NSW teachers vote for 24-hour stopwork

November 4, 2011
Issue 

Thousands of New South Wales high school and primary school teachers stopped work for two hours on November 2. They voted overwhelmingly to reject the Coalition O’Farrell state government’s salary offer.

Ninety-nine percent of teachers at the stopwork meetings also voted to hold a 24-hour stopwork action on November 29 if the government refused to make a reasonable salary offer.

Teachers will consider further industrial action at the start of 2012 if a reasonable offer is not made by then.

Teachers rejected the government’s 2.5% yearly pay rise. This amounts to a real wage cut, as inflation is running at 3.5%.

The offer is also tied to negotiations around the government’s Local Schools Local Decisions policy. This policy aims to replace permanent teacher positions with fixed-term contracts. It also shifts the responsibility to staff schools from the government to local schools.



Most NSW TAFE teachers were advised by the NSW Teachers Federation not to take part in the November 2 stopwork action for fear of breaching federal industrial laws. But some TAFE teachers who were not rostered on to work were able to take part in the meetings.

A danger of underpaying teachers is that it risks creating a teacher shortage. Many teachers from the baby boomer generation are due for retirement and fewer young people are choosing teaching as a profession.

Teachers federation president Bob Lipscome said: “No parent will thank the O’Farrell government if it succeeds in making teaching such an unattractive proposition that it becomes impossible to ensure there is a properly qualified teacher in front of their child's class.”
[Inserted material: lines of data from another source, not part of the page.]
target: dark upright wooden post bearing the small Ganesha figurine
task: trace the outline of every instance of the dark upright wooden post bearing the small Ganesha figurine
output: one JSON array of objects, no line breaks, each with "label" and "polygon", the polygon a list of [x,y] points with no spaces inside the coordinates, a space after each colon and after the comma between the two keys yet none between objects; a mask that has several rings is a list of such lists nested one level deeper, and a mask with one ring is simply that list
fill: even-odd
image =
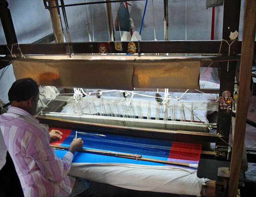
[{"label": "dark upright wooden post bearing the small Ganesha figurine", "polygon": [[[223,31],[222,38],[224,40],[230,40],[230,32],[238,31],[239,29],[239,18],[240,18],[240,4],[241,0],[225,0],[224,1],[224,13],[223,13]],[[226,44],[223,41],[222,46]],[[230,56],[236,55],[230,48]],[[228,51],[222,56],[228,56]],[[220,71],[220,96],[223,91],[229,91],[231,96],[234,93],[234,80],[236,73],[236,62],[229,62],[229,70],[227,70],[228,62],[222,62]],[[230,133],[231,116],[228,115],[226,109],[218,109],[218,122],[217,132],[224,136],[224,139],[228,141]],[[216,145],[226,145],[224,143],[216,143]]]}]

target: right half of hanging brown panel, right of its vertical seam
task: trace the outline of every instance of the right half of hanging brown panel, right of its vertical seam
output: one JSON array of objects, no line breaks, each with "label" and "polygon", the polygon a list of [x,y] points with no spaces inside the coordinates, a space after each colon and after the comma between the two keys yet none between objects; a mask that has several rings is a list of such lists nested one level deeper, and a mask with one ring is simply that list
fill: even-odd
[{"label": "right half of hanging brown panel, right of its vertical seam", "polygon": [[199,89],[200,59],[135,60],[136,88]]}]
On November 1, Justice Trish Kavanagh of the NSW Industrial Relations Commission ruled the government’s salary offer was inconsistent with its stage wages policy. She said because the offer was made in late October, it did not allow a reasonable bargaining period.

The decision is a slap in the face to the O’Farrell government, which made an election pledge of openness, transparency and good faith bargaining.